DAMASCUS: Syria said Iran-backed Hezbollah had fired artillery shells into its territory from Lebanon overnight, state media reported on Tuesday, amid the ongoing conflict between Israel and the Lebanese Shia movement.
Syrian army officials said artillery shells fired from Lebanon landed near the town of Serghaya, west of Damascus, the state news agency SANA reported on Tuesday.
The army accused Hezbollah of targeting Syrian army positions, telling the news agency it observed Hezbollah reinforcements at the Syrian-Lebanese border.
“The Syrian Arab Army will not tolerate any aggression targeting Syria,” the army said in a statement to SANA.
Lebanon was drawn into the Middle East war last week when Hezbollah attacked Israel in response to the killing of Iranian supreme leader Ayatollah Ali Khamenei during US-Israeli strikes.
Hezbollah and Israeli forces have clashed in eastern Lebanon in recent days, and Israel has carried out strikes across Lebanon, including on the capital Beirut.

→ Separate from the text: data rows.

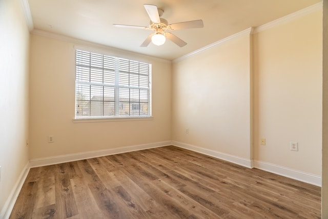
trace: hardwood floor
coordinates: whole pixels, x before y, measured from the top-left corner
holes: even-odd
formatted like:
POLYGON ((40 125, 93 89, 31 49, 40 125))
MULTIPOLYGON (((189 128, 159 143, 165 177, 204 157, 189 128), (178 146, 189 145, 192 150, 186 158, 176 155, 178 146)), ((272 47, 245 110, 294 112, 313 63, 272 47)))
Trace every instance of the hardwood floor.
POLYGON ((31 169, 10 218, 320 218, 321 188, 174 146, 31 169))

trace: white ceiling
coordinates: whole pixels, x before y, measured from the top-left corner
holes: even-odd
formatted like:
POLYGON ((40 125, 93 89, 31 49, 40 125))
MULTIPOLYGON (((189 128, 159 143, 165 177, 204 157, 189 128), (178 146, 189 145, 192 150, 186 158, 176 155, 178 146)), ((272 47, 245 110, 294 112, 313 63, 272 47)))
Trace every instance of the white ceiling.
POLYGON ((258 27, 321 0, 28 0, 34 28, 146 55, 173 60, 244 30, 258 27), (140 45, 151 30, 113 27, 148 26, 143 4, 157 5, 169 24, 202 19, 204 28, 171 31, 188 43, 140 45))

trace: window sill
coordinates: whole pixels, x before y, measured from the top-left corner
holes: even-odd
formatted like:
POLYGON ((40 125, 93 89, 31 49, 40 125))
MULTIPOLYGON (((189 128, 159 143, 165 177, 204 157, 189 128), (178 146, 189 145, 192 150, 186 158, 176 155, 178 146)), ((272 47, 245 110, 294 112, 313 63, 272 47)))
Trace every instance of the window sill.
POLYGON ((153 120, 154 117, 152 116, 145 117, 113 117, 113 118, 73 118, 73 123, 100 123, 106 122, 118 122, 118 121, 144 121, 144 120, 153 120))

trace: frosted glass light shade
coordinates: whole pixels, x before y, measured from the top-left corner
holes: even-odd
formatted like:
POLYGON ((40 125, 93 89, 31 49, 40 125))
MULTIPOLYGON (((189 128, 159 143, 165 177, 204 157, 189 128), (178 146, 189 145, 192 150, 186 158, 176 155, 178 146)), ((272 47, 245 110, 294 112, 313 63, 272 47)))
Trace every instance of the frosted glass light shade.
POLYGON ((152 36, 152 42, 156 46, 160 46, 165 43, 165 36, 161 33, 156 33, 152 36))

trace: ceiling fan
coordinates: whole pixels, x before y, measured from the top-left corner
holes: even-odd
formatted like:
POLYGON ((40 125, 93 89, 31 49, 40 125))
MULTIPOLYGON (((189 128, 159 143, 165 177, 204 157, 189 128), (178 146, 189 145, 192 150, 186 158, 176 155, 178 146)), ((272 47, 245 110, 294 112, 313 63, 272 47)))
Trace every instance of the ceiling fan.
POLYGON ((157 8, 157 6, 153 5, 144 5, 146 10, 150 18, 150 24, 149 27, 142 27, 134 25, 126 25, 122 24, 113 24, 115 27, 123 28, 132 28, 152 30, 154 33, 150 34, 140 46, 146 47, 151 42, 154 44, 160 46, 164 44, 166 38, 168 38, 172 42, 182 47, 187 45, 187 43, 176 36, 175 35, 166 32, 167 30, 175 30, 182 29, 200 28, 204 27, 203 21, 201 19, 180 22, 175 24, 169 24, 168 21, 160 17, 163 14, 163 11, 157 8))

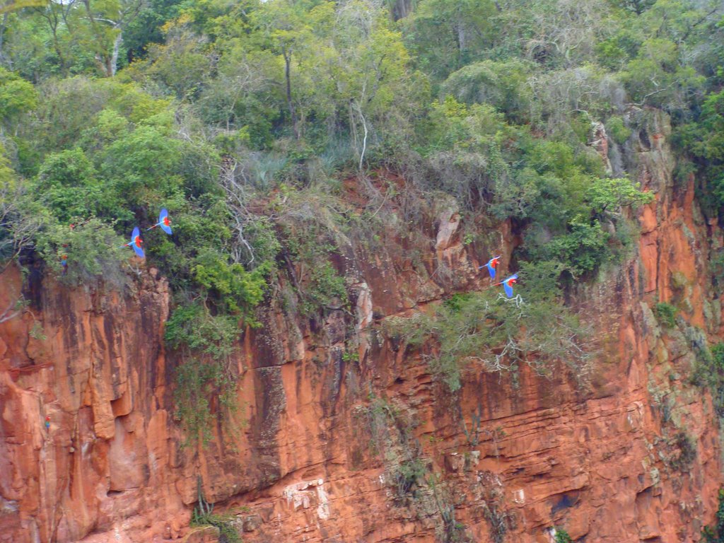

Lebanese President Joseph Aoun accused Hezbollah of working to “collapse” the state, while the head of the group’s parliamentary bloc said it had “no other option... than the option of resistance.”
Hezbollah provided military support to former Syrian president Bashar Assad, who was overthrown in December 2024 by an Islamist coalition hostile to the pro-Iranian Shia movement.
Since then, its supply routes from Syria have been cut off, and Lebanese and Syrian authorities are trying to combat smuggling across the porous border between the two countries.